How to get GitLab commits of a file using python gitlab module?
We are trying to get the commits of each file in a Gitlab repository. We are using the Python Gitlab module. We could get the commits of a repository but couldn't get the commits of individual files in the repository. Can someone help us with this?
The commit history of a single file is not exposed through the GitLab API directly. Therefore, there is no direct functionality for this in the python-gitlab gitlab
module.
However, you can obtain, effectively, the same information by using available APIs. Specifically, you can either use the repository commits API and diff APIs or the files blame API.
Using the commits API
For example, using the commits API, you can list all commits and their diffs, then associate file changes for each commit.
import gitlab
from collections import defaultdict
TOKEN = 'Your API Token'
gl = gitlab.Gitlab('https://gitlab.example.com', private_token=TOKEN)

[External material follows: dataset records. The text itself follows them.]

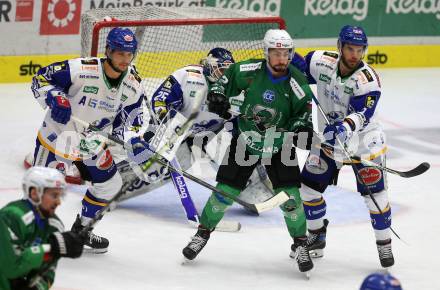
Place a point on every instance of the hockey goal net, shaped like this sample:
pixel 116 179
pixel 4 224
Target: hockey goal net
pixel 170 38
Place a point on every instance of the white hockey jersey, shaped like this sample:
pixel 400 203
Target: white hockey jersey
pixel 178 92
pixel 354 97
pixel 92 99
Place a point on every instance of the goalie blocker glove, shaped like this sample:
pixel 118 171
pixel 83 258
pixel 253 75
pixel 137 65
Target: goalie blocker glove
pixel 139 151
pixel 219 104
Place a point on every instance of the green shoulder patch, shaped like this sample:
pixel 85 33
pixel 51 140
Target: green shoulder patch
pixel 135 74
pixel 331 54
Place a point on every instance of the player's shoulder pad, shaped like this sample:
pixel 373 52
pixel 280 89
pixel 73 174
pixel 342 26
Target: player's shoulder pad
pixel 325 58
pixel 56 223
pixel 249 65
pixel 18 211
pixel 84 65
pixel 366 80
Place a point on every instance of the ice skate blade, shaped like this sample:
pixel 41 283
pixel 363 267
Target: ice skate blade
pixel 186 261
pixel 94 251
pixel 317 253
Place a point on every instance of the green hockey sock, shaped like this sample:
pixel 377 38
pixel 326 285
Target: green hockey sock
pixel 216 206
pixel 293 212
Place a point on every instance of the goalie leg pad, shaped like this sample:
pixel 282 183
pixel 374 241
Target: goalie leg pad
pixel 314 207
pixel 230 172
pixel 381 223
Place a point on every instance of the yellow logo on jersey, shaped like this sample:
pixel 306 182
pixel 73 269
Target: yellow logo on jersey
pixel 370 101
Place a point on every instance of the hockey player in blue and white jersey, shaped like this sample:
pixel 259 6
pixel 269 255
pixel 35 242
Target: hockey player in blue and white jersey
pixel 348 90
pixel 178 90
pixel 101 91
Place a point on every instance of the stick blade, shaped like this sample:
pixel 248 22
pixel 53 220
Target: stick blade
pixel 422 168
pixel 272 202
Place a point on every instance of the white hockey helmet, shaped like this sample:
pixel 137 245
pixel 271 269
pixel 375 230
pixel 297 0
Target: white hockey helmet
pixel 277 38
pixel 41 178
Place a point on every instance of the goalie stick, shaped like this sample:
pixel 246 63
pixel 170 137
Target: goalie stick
pixel 268 204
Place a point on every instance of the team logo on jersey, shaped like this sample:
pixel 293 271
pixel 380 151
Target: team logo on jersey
pixel 325 78
pixel 370 175
pixel 296 88
pixel 331 54
pixel 335 116
pixel 368 75
pixel 316 165
pixel 269 96
pixel 105 160
pixel 250 66
pixel 89 61
pixel 370 101
pixel 263 117
pixel 91 89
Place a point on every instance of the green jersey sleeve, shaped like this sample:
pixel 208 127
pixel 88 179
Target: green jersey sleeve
pixel 22 252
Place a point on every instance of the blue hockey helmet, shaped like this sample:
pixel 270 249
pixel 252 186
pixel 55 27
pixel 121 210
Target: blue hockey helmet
pixel 122 39
pixel 379 281
pixel 352 35
pixel 214 64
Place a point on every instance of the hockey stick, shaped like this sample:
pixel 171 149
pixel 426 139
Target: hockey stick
pixel 268 204
pixel 355 170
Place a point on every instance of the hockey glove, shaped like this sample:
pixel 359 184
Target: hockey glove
pixel 340 130
pixel 160 108
pixel 59 105
pixel 219 104
pixel 68 244
pixel 139 151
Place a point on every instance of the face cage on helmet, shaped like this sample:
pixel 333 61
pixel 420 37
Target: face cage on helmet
pixel 215 68
pixel 341 44
pixel 107 48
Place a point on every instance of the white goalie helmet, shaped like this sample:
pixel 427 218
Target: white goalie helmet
pixel 41 178
pixel 277 38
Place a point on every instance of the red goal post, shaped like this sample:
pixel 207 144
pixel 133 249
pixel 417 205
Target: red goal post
pixel 170 38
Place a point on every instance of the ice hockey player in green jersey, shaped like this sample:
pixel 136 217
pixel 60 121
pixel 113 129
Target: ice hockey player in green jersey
pixel 32 237
pixel 275 104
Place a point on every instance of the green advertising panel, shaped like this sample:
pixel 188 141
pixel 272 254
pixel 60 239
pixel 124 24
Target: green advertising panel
pixel 324 18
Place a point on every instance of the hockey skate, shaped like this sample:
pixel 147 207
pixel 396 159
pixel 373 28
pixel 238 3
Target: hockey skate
pixel 197 243
pixel 302 256
pixel 315 242
pixel 93 244
pixel 385 253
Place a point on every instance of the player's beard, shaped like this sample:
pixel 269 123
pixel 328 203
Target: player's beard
pixel 349 66
pixel 46 213
pixel 279 68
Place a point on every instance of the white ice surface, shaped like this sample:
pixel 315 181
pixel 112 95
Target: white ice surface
pixel 148 233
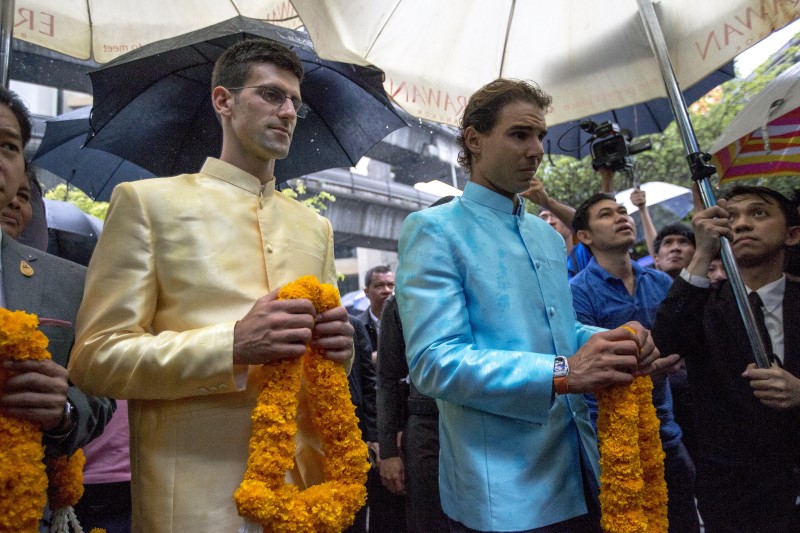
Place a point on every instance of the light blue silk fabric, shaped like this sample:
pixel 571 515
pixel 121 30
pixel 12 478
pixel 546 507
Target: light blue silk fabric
pixel 486 307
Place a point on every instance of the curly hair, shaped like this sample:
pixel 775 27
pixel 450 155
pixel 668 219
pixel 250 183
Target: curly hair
pixel 484 107
pixel 233 66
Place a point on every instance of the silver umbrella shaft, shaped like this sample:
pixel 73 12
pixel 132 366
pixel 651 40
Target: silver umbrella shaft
pixel 701 171
pixel 6 30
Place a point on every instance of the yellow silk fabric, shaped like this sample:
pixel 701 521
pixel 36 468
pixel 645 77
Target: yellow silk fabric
pixel 179 261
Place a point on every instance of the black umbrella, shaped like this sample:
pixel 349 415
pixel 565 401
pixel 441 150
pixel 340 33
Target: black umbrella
pixel 72 234
pixel 652 116
pixel 153 104
pixel 95 172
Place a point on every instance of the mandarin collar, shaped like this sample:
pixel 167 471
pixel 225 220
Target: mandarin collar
pixel 237 177
pixel 492 200
pixel 772 293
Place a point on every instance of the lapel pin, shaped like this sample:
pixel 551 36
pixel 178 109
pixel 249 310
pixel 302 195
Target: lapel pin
pixel 25 268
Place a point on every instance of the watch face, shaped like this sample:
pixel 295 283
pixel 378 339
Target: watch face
pixel 560 367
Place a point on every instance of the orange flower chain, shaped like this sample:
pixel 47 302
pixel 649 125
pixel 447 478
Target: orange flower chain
pixel 26 483
pixel 264 497
pixel 633 493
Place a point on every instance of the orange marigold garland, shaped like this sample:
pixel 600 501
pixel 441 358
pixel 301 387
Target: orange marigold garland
pixel 23 476
pixel 633 494
pixel 264 497
pixel 23 481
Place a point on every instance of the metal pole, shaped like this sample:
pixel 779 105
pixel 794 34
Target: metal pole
pixel 701 171
pixel 6 30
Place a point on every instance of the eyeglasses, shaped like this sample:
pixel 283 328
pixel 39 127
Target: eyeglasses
pixel 275 97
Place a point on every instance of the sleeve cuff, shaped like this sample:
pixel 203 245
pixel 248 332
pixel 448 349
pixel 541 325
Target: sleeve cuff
pixel 698 281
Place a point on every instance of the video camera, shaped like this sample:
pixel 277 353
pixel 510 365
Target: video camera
pixel 611 146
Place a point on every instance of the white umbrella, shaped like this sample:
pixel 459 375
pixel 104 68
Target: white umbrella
pixel 104 29
pixel 590 55
pixel 764 137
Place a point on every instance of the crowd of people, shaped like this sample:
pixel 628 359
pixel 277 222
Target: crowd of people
pixel 473 379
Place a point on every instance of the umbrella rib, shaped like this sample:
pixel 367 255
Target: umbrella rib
pixel 508 32
pixel 380 31
pixel 110 176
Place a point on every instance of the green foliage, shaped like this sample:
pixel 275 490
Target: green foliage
pixel 572 181
pixel 318 202
pixel 78 198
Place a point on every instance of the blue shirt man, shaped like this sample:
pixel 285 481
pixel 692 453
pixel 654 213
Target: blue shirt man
pixel 486 310
pixel 612 290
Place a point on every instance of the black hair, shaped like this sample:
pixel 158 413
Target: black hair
pixel 677 228
pixel 581 219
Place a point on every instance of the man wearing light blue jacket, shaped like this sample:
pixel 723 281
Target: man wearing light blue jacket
pixel 491 334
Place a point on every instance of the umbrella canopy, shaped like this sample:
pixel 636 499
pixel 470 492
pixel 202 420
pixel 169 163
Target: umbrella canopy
pixel 72 234
pixel 652 116
pixel 105 30
pixel 95 172
pixel 666 204
pixel 591 56
pixel 764 137
pixel 153 105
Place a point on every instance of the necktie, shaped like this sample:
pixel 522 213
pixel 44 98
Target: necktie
pixel 756 304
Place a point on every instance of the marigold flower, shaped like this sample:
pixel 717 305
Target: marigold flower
pixel 633 493
pixel 263 496
pixel 23 476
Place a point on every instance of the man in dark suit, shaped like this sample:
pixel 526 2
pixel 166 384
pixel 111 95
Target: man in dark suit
pixel 746 419
pixel 52 288
pixel 362 393
pixel 387 510
pixel 378 286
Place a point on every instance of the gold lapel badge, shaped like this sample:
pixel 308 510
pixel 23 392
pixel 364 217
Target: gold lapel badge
pixel 25 268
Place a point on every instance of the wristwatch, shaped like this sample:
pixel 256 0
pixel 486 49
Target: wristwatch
pixel 560 373
pixel 67 423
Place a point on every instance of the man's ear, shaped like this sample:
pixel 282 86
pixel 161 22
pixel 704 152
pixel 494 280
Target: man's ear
pixel 792 236
pixel 221 99
pixel 473 140
pixel 585 236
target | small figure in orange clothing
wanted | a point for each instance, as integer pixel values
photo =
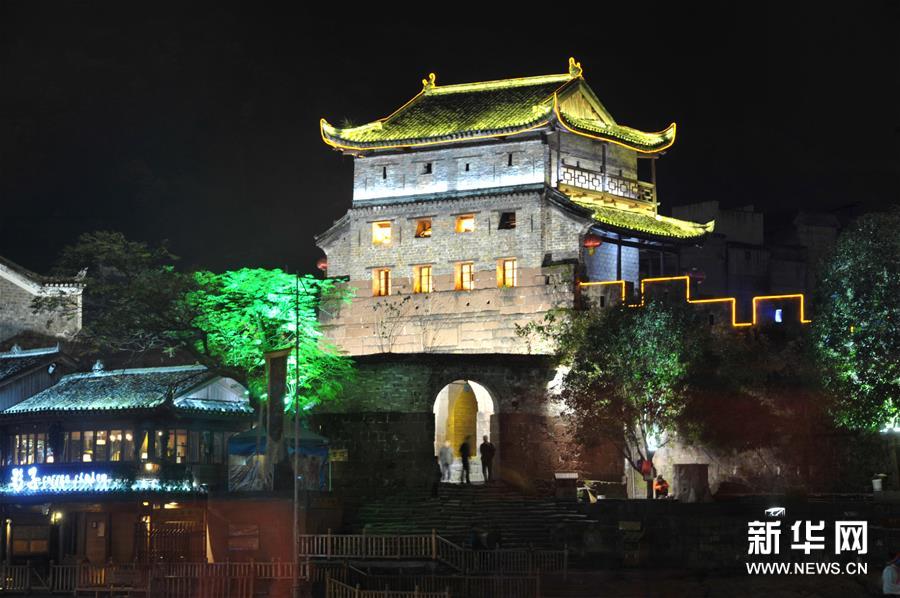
(661, 487)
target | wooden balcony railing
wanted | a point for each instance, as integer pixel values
(175, 580)
(336, 589)
(603, 182)
(432, 547)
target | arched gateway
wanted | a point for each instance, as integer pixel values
(465, 409)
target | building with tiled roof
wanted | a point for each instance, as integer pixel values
(18, 289)
(132, 453)
(481, 187)
(24, 372)
(478, 208)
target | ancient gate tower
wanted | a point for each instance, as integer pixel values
(477, 207)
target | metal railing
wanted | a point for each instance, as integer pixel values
(432, 547)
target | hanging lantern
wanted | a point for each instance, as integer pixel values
(591, 242)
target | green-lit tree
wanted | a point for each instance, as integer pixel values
(627, 373)
(240, 315)
(856, 322)
(136, 301)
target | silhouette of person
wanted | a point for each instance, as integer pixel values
(445, 457)
(437, 476)
(487, 458)
(465, 452)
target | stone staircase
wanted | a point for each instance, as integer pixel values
(523, 521)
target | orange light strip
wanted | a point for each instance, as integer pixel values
(732, 300)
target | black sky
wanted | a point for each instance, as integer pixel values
(199, 124)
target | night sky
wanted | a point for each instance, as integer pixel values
(200, 125)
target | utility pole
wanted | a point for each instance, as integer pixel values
(296, 467)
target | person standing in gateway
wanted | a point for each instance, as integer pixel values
(445, 457)
(465, 451)
(487, 451)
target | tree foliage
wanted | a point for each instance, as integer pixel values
(137, 301)
(628, 372)
(243, 314)
(856, 320)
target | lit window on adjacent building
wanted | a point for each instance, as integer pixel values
(507, 221)
(381, 282)
(465, 224)
(423, 228)
(506, 273)
(465, 276)
(422, 279)
(177, 446)
(381, 233)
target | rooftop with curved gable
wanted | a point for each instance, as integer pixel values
(443, 114)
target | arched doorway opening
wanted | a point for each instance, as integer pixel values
(465, 409)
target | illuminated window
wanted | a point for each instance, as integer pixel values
(101, 445)
(381, 233)
(87, 446)
(144, 448)
(73, 447)
(423, 228)
(465, 276)
(465, 224)
(381, 282)
(422, 279)
(506, 273)
(507, 221)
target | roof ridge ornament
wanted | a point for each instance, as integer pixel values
(574, 67)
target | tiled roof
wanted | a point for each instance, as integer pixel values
(13, 363)
(448, 113)
(633, 138)
(11, 267)
(144, 388)
(646, 222)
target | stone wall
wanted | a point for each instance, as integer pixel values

project = gl.projects.get(1234)
commits = project.commits.list(all=True)
# file paths and a list of commits which create/modify/delete the file
file_map = defaultdict(list)
for c in commits:
diff = c.diff()
files_changed = set()
for change in diff:
files_changed.add(change['old_path'])
files_changed.add(change['new_path'])
for path in files_changed:
file_map[path].append(c)
# show list of commits which modified README.md
print(file_map['README.md'])
Using the blame API
Using the commits API requires obtaining the diff for every commit, which can take a long time on large repositories.
If you're only interested in the commits which change a single file, traversing the blame tree can be more efficient. However, note that you may also miss commits (for example, commits in other branches or diverged trees) using this method.
def search_blame(project, filename, base_ref=None):
if base_ref is None:
base_ref = project.default_branch
commits = set()
refs_to_check = [base_ref,]
seen = set()
while refs_to_check:
ref = refs_to_check.pop()
if ref in seen:
continue
seen.add(ref)
blame = project.files.blame(filename, ref)
for change in blame:
commit_id = change['commit']['id']
if commit_id not in seen:
refs_to_check.append(commit_id)
refs_to_check.extend(change['commit']['parent_ids'])
for c in change['commit']['parent_ids']:
commits.add(c)
commits.add(commit_id)
return commits
# show commits in blame tree for README.md
# only includes commits in the default branch
print(search_blame(project, 'README.md'))